Howe, the Charleston attorney, recently won $21 million on behalf of the families of three children who drowned in a sailboat wreck hours after calling the U.S. Coast Guard for help. He says some clients may get smaller settlements when the paperwork has to go public.

"When you are representing one individual and you are trying to get that individual the maximum recovery, you often squeeze to get a little more money in return for a privacy agreement," he said. "You can't do that anymore."

Dr.

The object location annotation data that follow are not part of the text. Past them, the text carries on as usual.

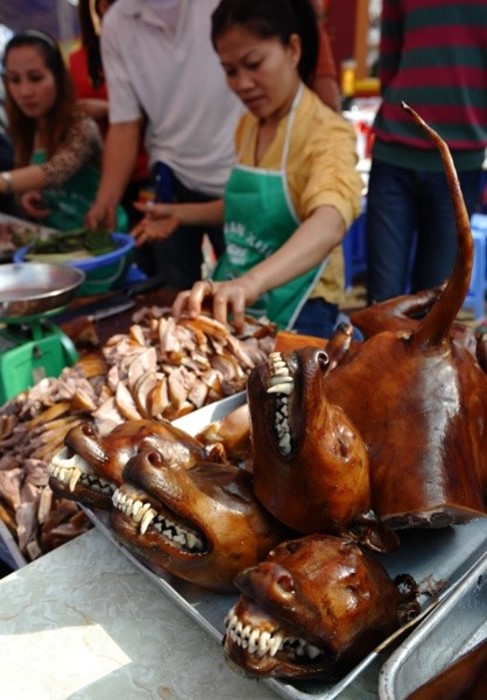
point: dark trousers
(410, 228)
(179, 258)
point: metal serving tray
(457, 625)
(444, 556)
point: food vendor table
(82, 622)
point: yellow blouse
(321, 169)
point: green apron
(70, 203)
(259, 218)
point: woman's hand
(33, 205)
(227, 299)
(160, 222)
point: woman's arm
(305, 249)
(161, 220)
(82, 143)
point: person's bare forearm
(306, 249)
(19, 180)
(188, 214)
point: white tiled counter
(82, 622)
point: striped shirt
(433, 56)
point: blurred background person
(294, 192)
(162, 74)
(324, 80)
(86, 67)
(57, 149)
(433, 56)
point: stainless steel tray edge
(445, 555)
(457, 625)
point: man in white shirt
(163, 76)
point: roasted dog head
(313, 608)
(201, 524)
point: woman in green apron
(294, 191)
(57, 149)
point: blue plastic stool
(475, 299)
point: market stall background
(58, 17)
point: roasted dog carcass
(202, 524)
(89, 467)
(415, 397)
(313, 608)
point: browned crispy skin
(322, 484)
(214, 501)
(423, 403)
(398, 314)
(108, 454)
(466, 679)
(413, 393)
(324, 590)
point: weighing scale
(32, 347)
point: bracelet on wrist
(6, 178)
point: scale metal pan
(29, 289)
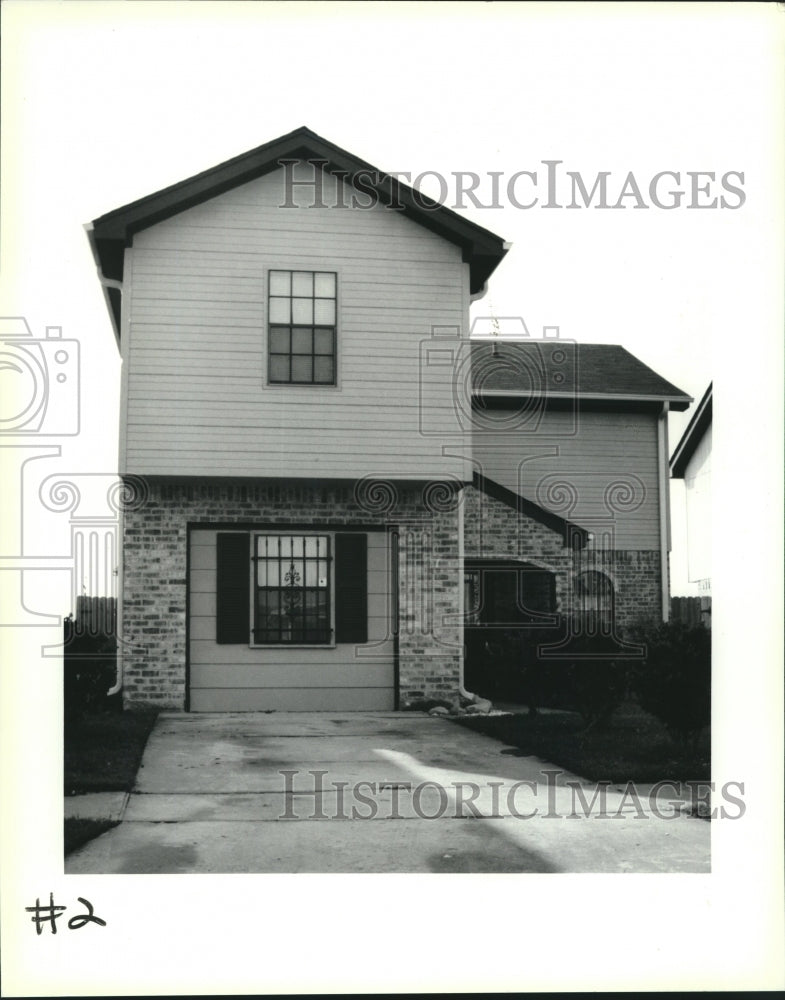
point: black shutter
(351, 588)
(232, 599)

R. Duren Johnson Jr., president of the South Carolina Medical Association, wrote to Anderson, saying patients might want settlements sealed in malpractice claims to keep their condition and treatment private.

Other reasons for keeping settlements sealed include protecting the identity of molested children or victims of sexual harassment, Gallivan said.

"There are certain cases where trade secrets or proprietary information or just basic privacy issues are paramount, and it's just not appropriate to make everything public," said Gallivan, whose organization supports allowing judicial discretion on when records should be sealed.

Defense attorneys also say the change could clog a court system already suffering from budget cuts and overflowing dockets.

Toal, however, said that's not what she found in talking to chief justices in other states with some versions of the open settlement rules.

"They do not report any huge backlogs," Toal said. "In fact, it just uncomplicates things to have that taken off the table as a negotiating tactic."